Authors: Rogério De Moraes Calazan; Nadia Nedjah; Luiza De Macedo Mourelle
Addresses: Department of Communication and Information Technology, Brazilian Navy, Rua 1o. de Março, 118, 5o. andar, Centro, Rio de Janeiro, RJ, Brazil. ' Department of Electronics Engineering and Telecommunications, State University of Rio de Janeiro, Rua São Francisco Xavier, 524, bloco F, sala 5145, Maracanã, Rio de Janeiro, RJ, Brazil ' Department of Systems Engineering and Computation, State University of Rio de Janeiro, Rua São Francisco Xavier, 524, bloco F, sala 5145, Maracanã, Rio de Janeiro, RJ, Brazil
Abstract: The particle swarm optimisation or PSO is a heuristic based on a population of individuals, in which the candidates for a solution of the problem at hand evolve through a simulation process of a social adaptation simplified model.

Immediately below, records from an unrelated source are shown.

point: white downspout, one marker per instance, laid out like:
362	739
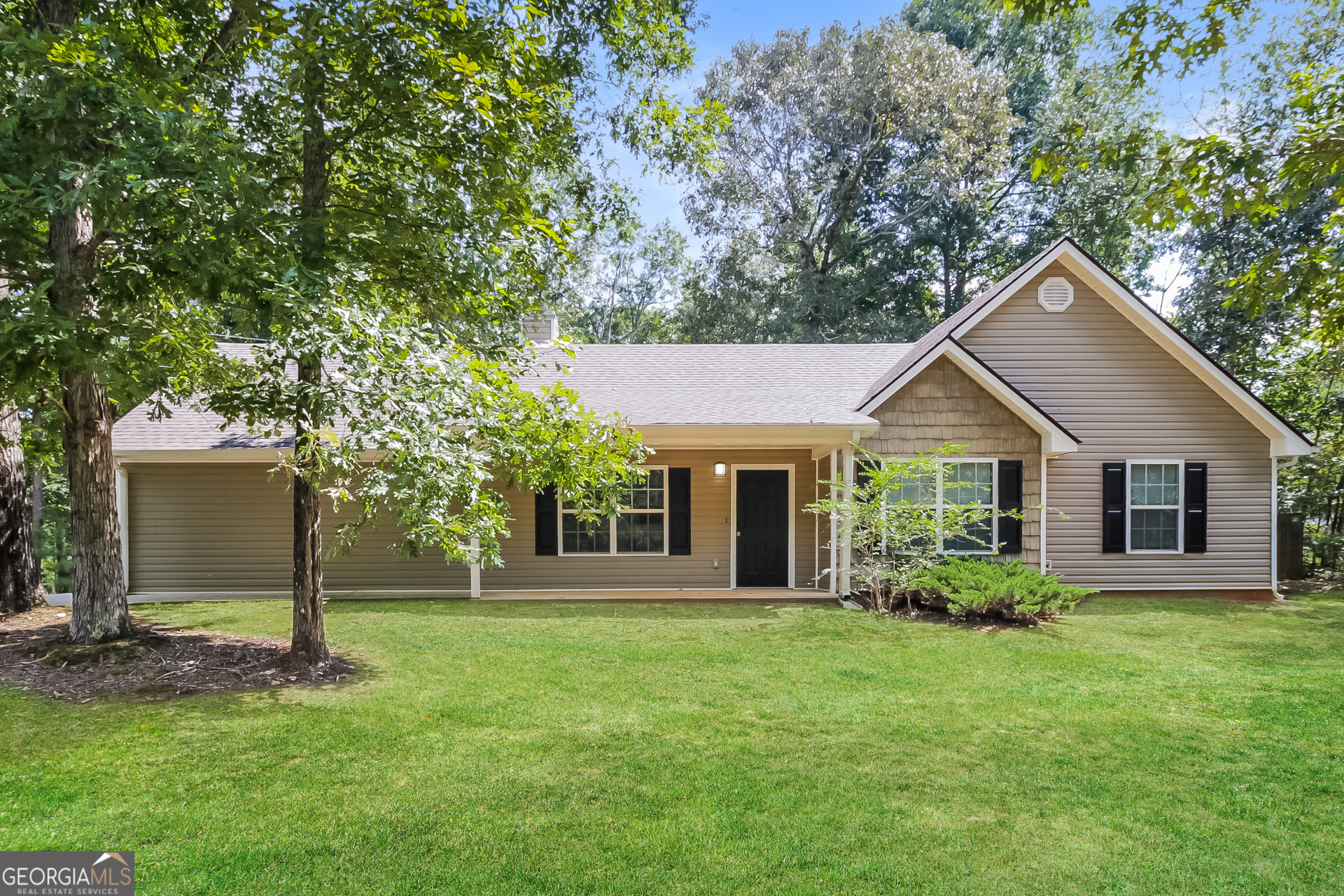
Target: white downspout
476	567
835	526
124	522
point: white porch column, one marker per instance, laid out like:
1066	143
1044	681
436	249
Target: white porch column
1273	527
124	523
1044	514
476	568
846	546
835	526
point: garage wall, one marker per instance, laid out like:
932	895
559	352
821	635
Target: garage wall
227	527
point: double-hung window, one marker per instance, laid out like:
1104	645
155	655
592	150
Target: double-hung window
640	527
969	482
1155	505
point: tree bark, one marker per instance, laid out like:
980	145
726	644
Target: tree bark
309	638
20	584
100	592
309	634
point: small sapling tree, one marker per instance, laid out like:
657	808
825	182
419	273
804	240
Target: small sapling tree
898	528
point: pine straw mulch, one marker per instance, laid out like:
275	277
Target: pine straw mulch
156	663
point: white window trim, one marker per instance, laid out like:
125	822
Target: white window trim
610	523
993	500
1179	507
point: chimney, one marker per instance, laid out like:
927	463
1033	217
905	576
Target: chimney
542	328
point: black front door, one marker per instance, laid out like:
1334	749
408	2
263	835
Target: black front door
762	528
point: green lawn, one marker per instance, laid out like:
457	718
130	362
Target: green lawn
1138	747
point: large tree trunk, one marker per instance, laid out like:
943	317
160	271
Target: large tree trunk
20	586
100	593
100	610
309	637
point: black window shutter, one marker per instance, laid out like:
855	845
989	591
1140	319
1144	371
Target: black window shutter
679	511
547	510
1113	507
1196	508
1009	498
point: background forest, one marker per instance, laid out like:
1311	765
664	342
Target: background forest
846	204
860	183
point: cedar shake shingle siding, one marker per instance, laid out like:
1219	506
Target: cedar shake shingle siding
1126	398
942	405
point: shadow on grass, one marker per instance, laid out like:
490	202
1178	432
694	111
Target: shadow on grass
1175	602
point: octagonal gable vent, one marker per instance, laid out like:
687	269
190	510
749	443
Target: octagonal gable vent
1056	295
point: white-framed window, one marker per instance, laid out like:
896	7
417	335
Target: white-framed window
640	527
1155	493
965	481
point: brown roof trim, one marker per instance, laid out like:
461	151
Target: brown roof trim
945	330
1016	391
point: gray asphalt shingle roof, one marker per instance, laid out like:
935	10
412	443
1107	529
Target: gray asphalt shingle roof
756	384
729	384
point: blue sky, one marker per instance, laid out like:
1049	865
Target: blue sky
732	20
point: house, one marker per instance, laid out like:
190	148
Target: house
1066	390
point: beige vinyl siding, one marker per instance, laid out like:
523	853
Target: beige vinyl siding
229	527
710	535
1126	398
942	405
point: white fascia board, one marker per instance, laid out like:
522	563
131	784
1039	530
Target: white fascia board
737	435
1054	441
1284	441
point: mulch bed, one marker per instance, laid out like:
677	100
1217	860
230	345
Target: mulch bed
158	663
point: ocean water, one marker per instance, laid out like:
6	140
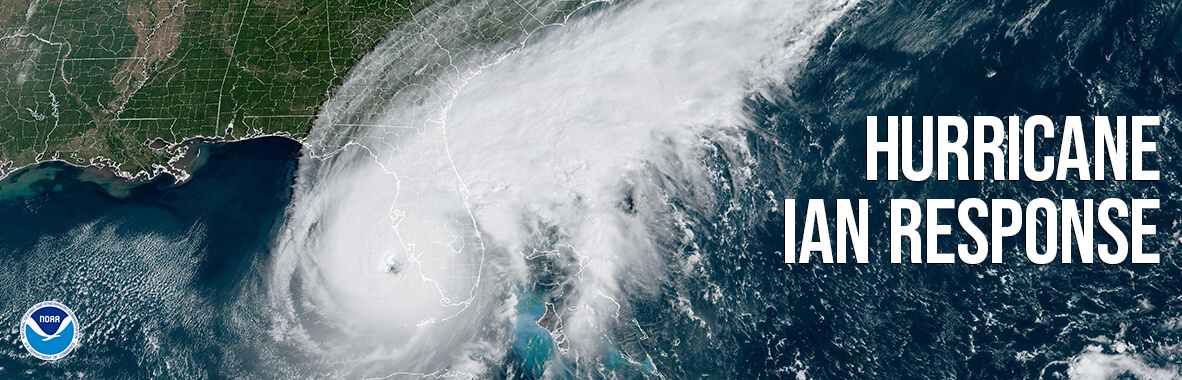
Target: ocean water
627	171
149	270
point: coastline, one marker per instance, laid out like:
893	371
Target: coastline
187	158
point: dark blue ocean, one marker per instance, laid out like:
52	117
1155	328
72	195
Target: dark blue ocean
153	257
163	277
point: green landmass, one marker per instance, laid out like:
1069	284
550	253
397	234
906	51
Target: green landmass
90	79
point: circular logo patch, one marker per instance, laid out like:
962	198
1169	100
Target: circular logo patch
49	330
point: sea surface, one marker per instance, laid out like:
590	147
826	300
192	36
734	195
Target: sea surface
144	256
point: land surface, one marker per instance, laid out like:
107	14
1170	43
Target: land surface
122	84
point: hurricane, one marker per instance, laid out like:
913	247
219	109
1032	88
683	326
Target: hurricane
449	187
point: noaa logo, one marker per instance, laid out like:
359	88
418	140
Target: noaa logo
49	330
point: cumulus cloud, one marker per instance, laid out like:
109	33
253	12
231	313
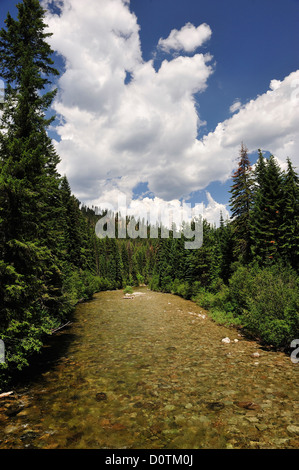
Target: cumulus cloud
115	133
236	106
187	39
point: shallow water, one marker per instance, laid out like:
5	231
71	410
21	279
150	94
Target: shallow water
150	373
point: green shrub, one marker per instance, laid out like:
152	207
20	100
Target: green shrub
128	290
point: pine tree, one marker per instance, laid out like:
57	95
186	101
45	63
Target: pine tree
30	209
240	203
290	216
266	217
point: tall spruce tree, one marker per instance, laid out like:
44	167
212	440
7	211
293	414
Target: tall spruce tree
30	208
266	216
240	203
290	216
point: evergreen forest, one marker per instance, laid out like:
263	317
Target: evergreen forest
246	273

Combining robustness, efficiency and simplicity, PSO has gained great popularity as many successful applications are reported. The algorithm has proven to have several advantages over other algorithms that are based on swarm intelligence principles. The use of PSO for solving problems that involve computationally demanding functions often results in low performance. In order to accelerate the process, one can proceed with the parallelisation of the algorithm and/or mapping it directly onto hardware. This paper presents a novel massively parallel co-processor for PSO implemented in reconfigurable hardware. The implementation results show that the proposed architecture is very promising as it achieved superior performance in terms of execution time when compared to the direct software execution of the algorithm.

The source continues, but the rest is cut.